La Passerelle-I.D.É.
- Type: Francophone not-for-profit
- Founded: 1992
- Founder: Léonie Tchatat
- Headquarters: 2 Carlton St, Toronto, ON M5B 1J3
- Area served: Toronto and Ontario
- Services: Immigration integration and economic development
- Website: passerelle-ide.com

= La Passerelle-I.D.É. =

La Passerelle-I.D.É (Intégration et Développement Économique) is a Canadian Franco-Ontarian not-for-profit organization based in Toronto, ON, devoted to the integration and economic development of Francophone immigrants, with a special emphasis on visible minorities. The organization is focused on building bridges between forward thinking private sector companies and talented Francophone newcomers.

== History ==
In 1993, the organization began as an informal network of young Francophone immigrant women in Toronto responding to systemic issues in the education system. La Passerelle-I.D.É. grew out of that early advocacy and was founded in 1992 by Léonie Tchatat at the age of 16 to respond to a wide range of barriers to the economic, social and civic integration of new immigrants to Toronto. As a young female, francophone immigrant Léonie understood first-hand that the unemployment, underemployment and precarious employment of Francophone new immigrants presented a huge opportunity cost for the province and the country.

== Leadership ==
La Passerelle-I.D.É. is led by its president and founder, Léonie Tchatat. Mrs. Tchatat arrived in Canada as a student in the 1990s. Now a Canadian citizen, this Franco-Ontarian of Cameroonian origin has been recognized by governments, institutions and francophone communities across Canada and internationally for her work on issues of inclusiveness, multiculturalism and innovation.

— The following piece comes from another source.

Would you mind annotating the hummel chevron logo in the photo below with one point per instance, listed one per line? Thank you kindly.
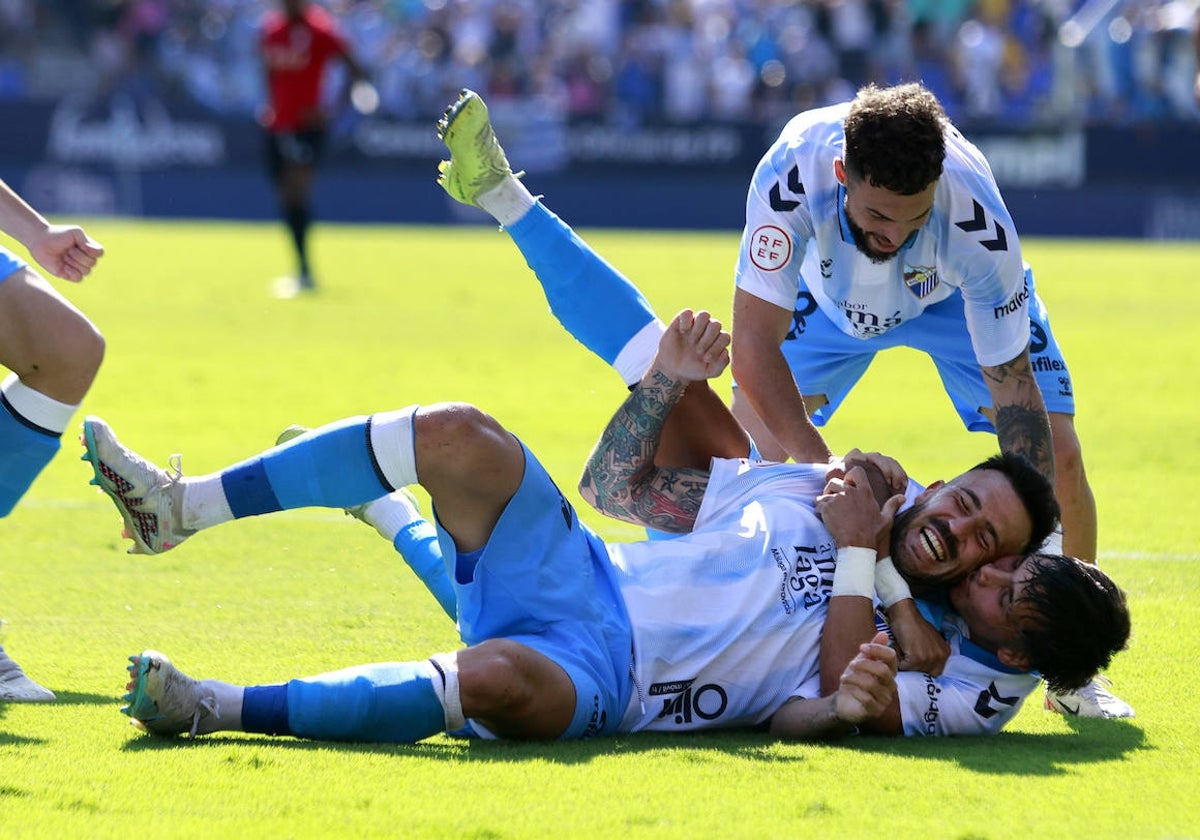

== Programs and Services ==
La Passerelle-I.D.É. provides prospective employers with access to a talented pool of diverse and bilingual workers. The organization provides cultural competencies skills training designed to prepare newcomers and immigrants workers for the realities of Canadian workplace cultures and employers with an increased capacity for diversity integration.

The organization also provides a number of targeted programs designed to address the systemic barriers to integration and also for professional development. It has led province-wide campaigns in collaboration with the provincial and federal governments on the added value that Francophone workers provide and has contributed to the development of public policies on immigration and integration.

La Passerelle-I.D.É. played a major role in the founding of the Francophone Workplace Development Council, a high-level, cross-sectoral advisory body that works to identify strategies to expand and strengthen the Francophone bilingual talent pipeline. The Council engages private sector, government, and education stakeholders to build a greater awareness of the positive impact that Francophone bilingual talent could play in the economic development of the GTHA region.

== Awards and Recognitions ==
Throughout the 25 years of her contribution in the community, Léonie Tchatat's work has been recognized by several organizations.

She is considered a leader by governments, institutions and francophone communities in Canada, and has been awarded several prizes and distinctions.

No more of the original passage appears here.